Matriarch
- Matriarch
- Author: Karen Traviss
- Language: English
- Series: Wess'Har Series
- Genre: Science fiction
- Publisher: HarperCollins
- Publication date: September 2006
- Publication place: United States
- Media type: Print (paperback)
- Pages: 387
- ISBN: 978-0-06-088231-0
- OCLC: 71520045
- LC Class: CPB Box no. 2665 vol. 12
- Preceded by: The World Before
- Followed by: Ally

= Matriarch (novel) =

2006 novel by Karen Traviss

Matriarch is a science fiction novel by the British writer Karen Traviss published in September, 2006. It is the fourth book in the Wess'Har Series, following The World Before and preceding Ally.

==Plot summary==
Mohan Rayat and Lindsay Neville have been sent to the bottom of the ocean, after having been infected with c'naatat in the World Before, to spend forever living with the bezeri to help them rebuild and recover. But first they must undergo cellular reconstruction in order to survive in the depths, which happens at an astounding rate. Ade Bennett and Aras have the unpleasant duty to tell Shan Frankland, their isan, what they did. Since Shan threw herself into deep space to keep c'naatat from Rayat and Earth's government, she was not pleased that the symbiont was just given to them. She tells Esganikan of the Eqbas Vorhi about the development and she agrees to take precautions against it being spread.

Neville and Rayat are changed people, literally. They have developed gills and can sense their surroundings using sonar. The bezeri have put them to work extracting maps from a contaminated zone that the bezeri cannot enter.

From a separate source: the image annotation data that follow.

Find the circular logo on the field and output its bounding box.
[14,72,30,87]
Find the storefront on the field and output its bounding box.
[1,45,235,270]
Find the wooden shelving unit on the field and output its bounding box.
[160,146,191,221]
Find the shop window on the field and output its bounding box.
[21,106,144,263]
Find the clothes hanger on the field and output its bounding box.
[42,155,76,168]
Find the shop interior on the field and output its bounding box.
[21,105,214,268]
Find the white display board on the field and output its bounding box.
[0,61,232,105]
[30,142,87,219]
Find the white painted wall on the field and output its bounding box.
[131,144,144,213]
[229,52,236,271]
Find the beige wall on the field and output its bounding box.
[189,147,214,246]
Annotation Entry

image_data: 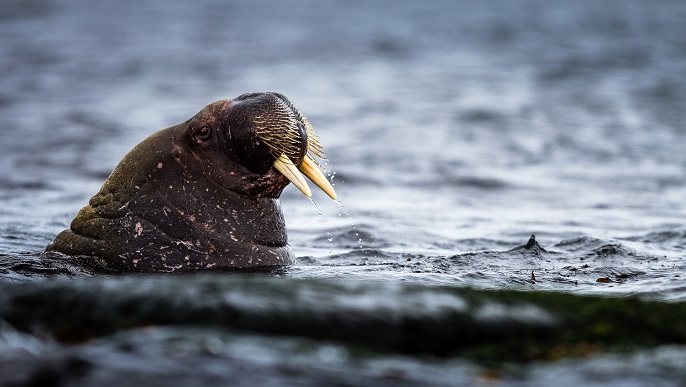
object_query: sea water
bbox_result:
[0,0,686,385]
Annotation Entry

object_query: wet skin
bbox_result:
[46,93,335,272]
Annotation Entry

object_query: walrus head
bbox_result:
[46,93,336,272]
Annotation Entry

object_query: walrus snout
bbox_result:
[226,93,336,200]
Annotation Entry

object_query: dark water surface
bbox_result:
[0,0,686,386]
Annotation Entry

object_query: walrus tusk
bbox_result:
[298,155,336,200]
[274,153,316,198]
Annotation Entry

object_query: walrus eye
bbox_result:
[191,125,212,145]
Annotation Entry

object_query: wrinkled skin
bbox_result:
[46,93,307,272]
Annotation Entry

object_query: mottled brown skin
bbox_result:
[46,93,307,272]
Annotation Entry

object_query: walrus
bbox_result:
[46,93,336,272]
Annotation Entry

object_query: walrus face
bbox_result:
[180,93,336,200]
[46,93,336,272]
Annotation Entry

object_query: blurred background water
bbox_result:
[0,0,686,385]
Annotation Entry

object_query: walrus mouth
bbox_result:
[253,93,337,200]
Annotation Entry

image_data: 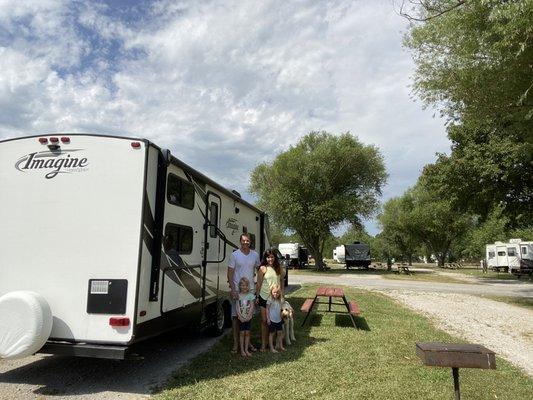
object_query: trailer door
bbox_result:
[496,246,509,267]
[203,192,223,302]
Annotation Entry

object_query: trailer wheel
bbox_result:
[209,301,227,336]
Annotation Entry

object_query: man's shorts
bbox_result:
[268,321,283,333]
[257,296,266,308]
[229,297,257,318]
[239,321,252,332]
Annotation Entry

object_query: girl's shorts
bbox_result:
[268,321,283,333]
[239,321,252,332]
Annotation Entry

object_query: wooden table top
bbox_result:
[316,286,344,297]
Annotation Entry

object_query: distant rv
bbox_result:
[337,242,372,269]
[485,239,533,273]
[0,134,270,359]
[333,244,346,264]
[278,243,309,268]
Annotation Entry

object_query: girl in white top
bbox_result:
[266,285,285,353]
[256,250,285,351]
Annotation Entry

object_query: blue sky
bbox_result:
[0,0,449,234]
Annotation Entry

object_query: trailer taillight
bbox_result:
[109,317,130,326]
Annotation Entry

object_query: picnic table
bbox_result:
[300,286,361,328]
[396,263,412,275]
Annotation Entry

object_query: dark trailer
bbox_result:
[344,242,372,269]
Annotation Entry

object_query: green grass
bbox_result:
[152,286,533,400]
[289,264,471,284]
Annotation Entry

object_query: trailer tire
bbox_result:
[209,301,227,336]
[0,291,53,359]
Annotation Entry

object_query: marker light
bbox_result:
[109,317,130,326]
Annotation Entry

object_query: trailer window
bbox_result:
[209,202,218,238]
[165,224,193,255]
[167,174,194,210]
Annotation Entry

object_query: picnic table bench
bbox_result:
[300,286,361,328]
[396,264,412,275]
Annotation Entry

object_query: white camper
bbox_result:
[485,239,533,273]
[0,134,269,359]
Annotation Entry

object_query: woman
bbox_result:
[255,250,285,351]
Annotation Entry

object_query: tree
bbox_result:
[411,182,472,266]
[250,132,387,269]
[405,0,533,227]
[378,191,421,265]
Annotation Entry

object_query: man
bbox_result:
[228,233,261,353]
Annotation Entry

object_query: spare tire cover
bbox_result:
[0,291,52,358]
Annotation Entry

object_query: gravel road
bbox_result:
[385,290,533,377]
[289,269,533,298]
[0,332,224,400]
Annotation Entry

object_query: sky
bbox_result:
[0,0,450,234]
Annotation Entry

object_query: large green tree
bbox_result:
[378,191,421,265]
[405,0,533,227]
[410,182,472,266]
[250,132,387,269]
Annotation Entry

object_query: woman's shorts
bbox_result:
[239,321,252,332]
[268,321,283,333]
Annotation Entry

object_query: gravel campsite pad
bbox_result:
[383,290,533,376]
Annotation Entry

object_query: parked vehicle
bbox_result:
[333,244,346,264]
[344,242,372,269]
[0,134,269,359]
[485,239,533,273]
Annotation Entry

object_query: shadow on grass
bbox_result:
[335,314,370,332]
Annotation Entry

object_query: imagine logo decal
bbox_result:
[15,149,89,179]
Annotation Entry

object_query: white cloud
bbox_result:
[0,0,448,234]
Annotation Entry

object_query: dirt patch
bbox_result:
[384,290,533,376]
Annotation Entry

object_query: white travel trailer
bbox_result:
[0,134,269,359]
[485,239,533,273]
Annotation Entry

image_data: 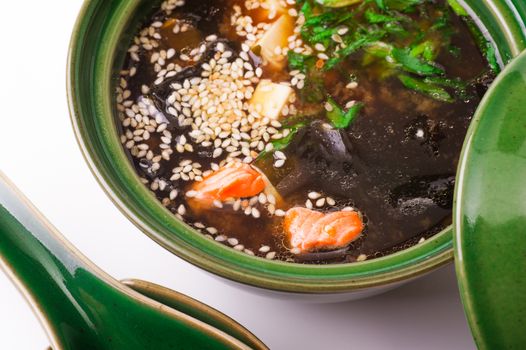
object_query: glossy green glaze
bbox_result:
[454,48,526,349]
[68,0,526,294]
[0,173,266,350]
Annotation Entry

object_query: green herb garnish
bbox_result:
[327,97,363,129]
[398,75,455,103]
[391,47,444,75]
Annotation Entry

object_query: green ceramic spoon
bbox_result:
[0,173,266,350]
[454,51,526,349]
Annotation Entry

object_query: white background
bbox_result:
[0,0,475,350]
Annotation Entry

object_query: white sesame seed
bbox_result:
[259,245,270,253]
[274,159,285,168]
[274,209,286,216]
[186,190,198,198]
[265,252,276,260]
[356,254,367,261]
[307,191,321,200]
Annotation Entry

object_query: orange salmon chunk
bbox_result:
[283,207,364,253]
[187,163,265,209]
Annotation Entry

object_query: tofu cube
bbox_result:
[250,0,288,23]
[257,14,295,70]
[249,80,294,119]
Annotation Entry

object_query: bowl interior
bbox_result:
[68,0,526,293]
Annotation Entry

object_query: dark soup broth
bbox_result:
[116,0,498,263]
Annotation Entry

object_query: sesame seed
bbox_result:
[227,238,239,246]
[259,245,270,253]
[274,159,285,168]
[274,209,286,216]
[307,191,321,200]
[265,252,276,260]
[186,190,198,198]
[356,254,367,261]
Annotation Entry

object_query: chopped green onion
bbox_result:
[398,75,455,103]
[327,97,363,129]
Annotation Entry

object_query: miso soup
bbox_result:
[115,0,498,263]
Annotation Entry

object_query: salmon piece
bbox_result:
[189,163,265,209]
[283,207,364,253]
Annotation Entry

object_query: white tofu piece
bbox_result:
[257,14,295,70]
[251,0,288,23]
[249,79,294,119]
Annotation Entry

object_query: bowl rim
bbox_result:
[67,0,524,294]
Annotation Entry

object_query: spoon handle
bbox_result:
[0,172,103,349]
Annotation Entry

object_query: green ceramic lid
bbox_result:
[454,52,526,349]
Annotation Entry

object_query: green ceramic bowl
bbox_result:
[68,0,526,298]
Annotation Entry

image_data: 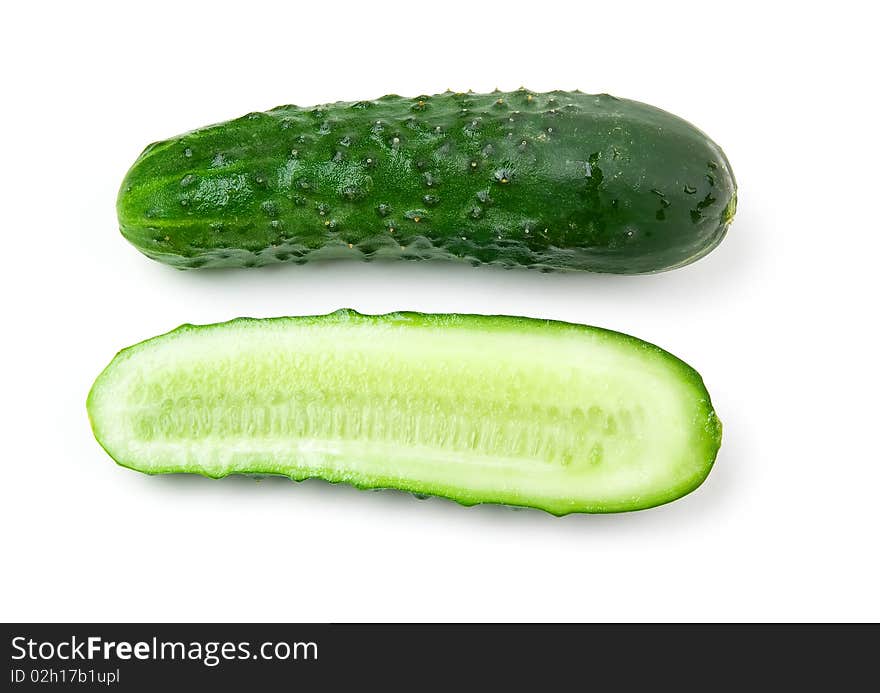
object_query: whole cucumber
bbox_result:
[117,89,736,274]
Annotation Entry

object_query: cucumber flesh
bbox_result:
[88,310,721,515]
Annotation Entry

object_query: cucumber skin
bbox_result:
[117,89,736,274]
[86,308,722,517]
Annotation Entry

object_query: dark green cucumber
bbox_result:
[88,311,721,515]
[117,89,736,274]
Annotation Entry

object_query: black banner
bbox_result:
[0,624,880,691]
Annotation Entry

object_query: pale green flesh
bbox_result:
[88,311,720,514]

Rayat wants to acquire the bioluminescence ability that Shan has so he can try to communicate with the bezeri without the aid of the translation lamp. Shan had acquired bioluminescence in a previous encounter and passed that on to Ade. He in turn would have passed that on to Rayat and Neville when he infected them but this has not manifested itself. In an effort to make it manifest, Rayat asks for cells from the bezeri. The matriarch of the group brings the body of a youth that has recently died and Rayat and Lindsay put some of its tissue and blood into their own bloodstream.

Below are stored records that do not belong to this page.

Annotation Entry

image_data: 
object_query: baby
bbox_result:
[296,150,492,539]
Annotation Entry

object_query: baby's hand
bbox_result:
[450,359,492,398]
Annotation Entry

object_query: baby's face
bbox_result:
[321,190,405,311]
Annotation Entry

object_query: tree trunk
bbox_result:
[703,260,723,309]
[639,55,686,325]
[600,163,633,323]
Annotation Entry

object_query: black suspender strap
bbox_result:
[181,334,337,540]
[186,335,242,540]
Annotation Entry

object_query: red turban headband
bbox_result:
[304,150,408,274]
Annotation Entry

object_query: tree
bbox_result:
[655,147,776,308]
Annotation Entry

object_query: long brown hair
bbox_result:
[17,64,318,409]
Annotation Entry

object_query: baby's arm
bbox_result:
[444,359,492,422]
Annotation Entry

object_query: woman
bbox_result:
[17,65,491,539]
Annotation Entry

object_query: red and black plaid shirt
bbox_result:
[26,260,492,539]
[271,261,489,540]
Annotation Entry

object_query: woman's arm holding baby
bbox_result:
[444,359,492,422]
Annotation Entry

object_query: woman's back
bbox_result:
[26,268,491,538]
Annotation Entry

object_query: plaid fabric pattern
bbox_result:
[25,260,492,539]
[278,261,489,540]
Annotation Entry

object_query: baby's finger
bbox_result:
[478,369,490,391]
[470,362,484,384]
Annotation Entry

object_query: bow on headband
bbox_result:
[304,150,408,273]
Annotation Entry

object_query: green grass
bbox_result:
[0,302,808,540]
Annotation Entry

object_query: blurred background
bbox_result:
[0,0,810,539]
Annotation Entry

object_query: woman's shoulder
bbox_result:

Ade, Shan and Eddie have gone with the Eqbas to visit Umeh. While there, Shan and Ade finally consummate their relationship. The Eqbas are attacked by the Maritime Fringe, a neighboring state of Jejeno, but the attack causes no damage to the Eqbas and the Eqbas retaliate swiftly by destroying most of the far city of Buyg. They all take a trip in the Eqbas ship to visit that city and determine if they are now willing to cooperate. The Maritime Fringe responds with ineffective violence which is met with return fire from the Eqbas. Ade has noticed that his bioluminescence and Shan's seem to respond to each other and to other lights. He thinks the possibility exists that c'naatat is sentient and is communicating. Others don't want to think of that as possible so they are avoiding the issue. Shan calls Aras to let him know they are coming back to Wess'ej and discover that Vijissi, who was thrown into space with Shan because he refused to abandon her, has been found and is alive—infected with c'naatat.